Transaction limit and velocity check
12. The cap / limit for e-mandate based recurring transactions without AFA will be ₹ 2,000/- per transaction. Transactions above this cap shall be subject to AFA as hitherto.
13. The limit of ₹ 2,000/- per transaction is applicable for all categories of merchants who accept repetitive payments based on such e-mandates.

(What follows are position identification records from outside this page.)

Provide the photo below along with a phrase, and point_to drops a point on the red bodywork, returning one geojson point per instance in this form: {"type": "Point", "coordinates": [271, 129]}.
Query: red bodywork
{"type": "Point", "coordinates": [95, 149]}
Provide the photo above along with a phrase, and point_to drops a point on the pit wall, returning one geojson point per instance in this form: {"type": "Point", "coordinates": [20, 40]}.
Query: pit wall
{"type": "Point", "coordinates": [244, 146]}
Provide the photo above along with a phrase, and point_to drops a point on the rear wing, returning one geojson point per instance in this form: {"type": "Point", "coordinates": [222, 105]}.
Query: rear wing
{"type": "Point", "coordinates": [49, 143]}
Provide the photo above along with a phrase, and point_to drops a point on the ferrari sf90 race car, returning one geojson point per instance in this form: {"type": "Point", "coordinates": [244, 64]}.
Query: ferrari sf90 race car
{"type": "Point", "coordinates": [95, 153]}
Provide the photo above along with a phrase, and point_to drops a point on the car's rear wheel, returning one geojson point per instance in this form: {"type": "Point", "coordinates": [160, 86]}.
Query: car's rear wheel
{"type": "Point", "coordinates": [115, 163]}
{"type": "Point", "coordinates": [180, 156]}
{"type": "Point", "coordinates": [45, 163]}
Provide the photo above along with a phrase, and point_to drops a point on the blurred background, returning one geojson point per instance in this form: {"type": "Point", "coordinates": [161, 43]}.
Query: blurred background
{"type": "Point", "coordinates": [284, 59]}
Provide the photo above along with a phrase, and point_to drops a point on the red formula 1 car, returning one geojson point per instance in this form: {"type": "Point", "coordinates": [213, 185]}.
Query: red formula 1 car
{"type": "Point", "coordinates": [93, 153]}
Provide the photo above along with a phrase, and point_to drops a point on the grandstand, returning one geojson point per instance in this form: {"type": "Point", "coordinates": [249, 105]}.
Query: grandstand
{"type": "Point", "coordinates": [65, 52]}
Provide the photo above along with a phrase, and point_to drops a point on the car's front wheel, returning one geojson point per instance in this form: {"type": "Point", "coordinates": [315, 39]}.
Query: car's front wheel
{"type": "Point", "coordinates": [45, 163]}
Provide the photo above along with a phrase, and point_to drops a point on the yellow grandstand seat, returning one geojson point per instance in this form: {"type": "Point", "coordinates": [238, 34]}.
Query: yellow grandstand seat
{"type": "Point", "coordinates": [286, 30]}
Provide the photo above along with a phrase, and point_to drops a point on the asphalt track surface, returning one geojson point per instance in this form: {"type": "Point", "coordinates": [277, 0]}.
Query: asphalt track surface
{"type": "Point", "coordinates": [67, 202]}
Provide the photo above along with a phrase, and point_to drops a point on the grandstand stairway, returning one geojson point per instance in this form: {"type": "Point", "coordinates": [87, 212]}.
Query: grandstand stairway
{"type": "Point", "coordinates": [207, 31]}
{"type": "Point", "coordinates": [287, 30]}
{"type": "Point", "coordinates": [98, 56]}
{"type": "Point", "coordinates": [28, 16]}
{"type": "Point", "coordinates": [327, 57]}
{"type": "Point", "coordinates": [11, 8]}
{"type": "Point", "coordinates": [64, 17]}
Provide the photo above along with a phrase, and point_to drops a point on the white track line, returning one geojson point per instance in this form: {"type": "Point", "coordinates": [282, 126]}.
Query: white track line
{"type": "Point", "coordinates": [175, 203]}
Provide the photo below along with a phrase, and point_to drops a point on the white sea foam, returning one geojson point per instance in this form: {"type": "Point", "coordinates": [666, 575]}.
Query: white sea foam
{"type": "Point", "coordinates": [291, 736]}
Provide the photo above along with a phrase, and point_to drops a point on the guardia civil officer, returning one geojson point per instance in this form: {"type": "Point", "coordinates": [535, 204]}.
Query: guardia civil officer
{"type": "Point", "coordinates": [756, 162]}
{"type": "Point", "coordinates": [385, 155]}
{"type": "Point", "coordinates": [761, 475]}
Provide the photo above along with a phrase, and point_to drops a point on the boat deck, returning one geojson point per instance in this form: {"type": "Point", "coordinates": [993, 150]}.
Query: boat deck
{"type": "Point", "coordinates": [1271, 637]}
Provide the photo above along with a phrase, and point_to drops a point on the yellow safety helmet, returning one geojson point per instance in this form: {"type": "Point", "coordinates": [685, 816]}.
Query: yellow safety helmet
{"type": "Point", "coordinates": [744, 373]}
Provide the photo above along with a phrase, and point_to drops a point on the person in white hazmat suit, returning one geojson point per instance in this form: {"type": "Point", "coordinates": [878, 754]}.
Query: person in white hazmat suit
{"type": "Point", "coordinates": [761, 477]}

14. Suitable velocity checks and other risk mitigation procedures shall be put in place by issuers.
Withdrawal of e-mandate
15. The issuer shall provide the cardholder an online facility to withdraw any e-mandate at any point of time following which no further recurring transactions shall be allowed for the withdrawn e-mandate. (Note: The exception to this will be a pipeline transaction for which pre-transaction notification has already been sent to the cardholder, but the debit has not been communicated to or received by the cardholder, and the e-mandate withdrawal happens during the interregnum.) Information about this facility to withdraw e-mandate at any point of time, shall be clearly communicated to the cardholder at the time of registration and later on whenever felt necessary.
16. The withdrawal of any e-mandate by the cardholder shall entail AFA validation by the issuer.
17. In respect of withdrawn e-mandate/s, the acquirers shall ensure that the merchants on-boarded by them, delete all details, including payment instrument information.
Dispute resolution and grievance redressal
18. An appropriate redress system shall be put in place by the issuer to facilitate the cardholder to lodge grievance/s. Card networks shall also put in place dispute resolution mechanism for resolving these disputes with clear Turn Around Time (TAT).
19. The card networks shall make suitable arrangements to separately identify chargebacks / dispute requests in respect of e-mandate based recurring transactions.
20. RBI instructions on limiting liability of customers in unauthorised transactions shall be applicable for such transactions as well.
21. It shall be the responsibility of acquirers to ensure compliance by merchants on-boarded by them in respect of all aspects of these instructions.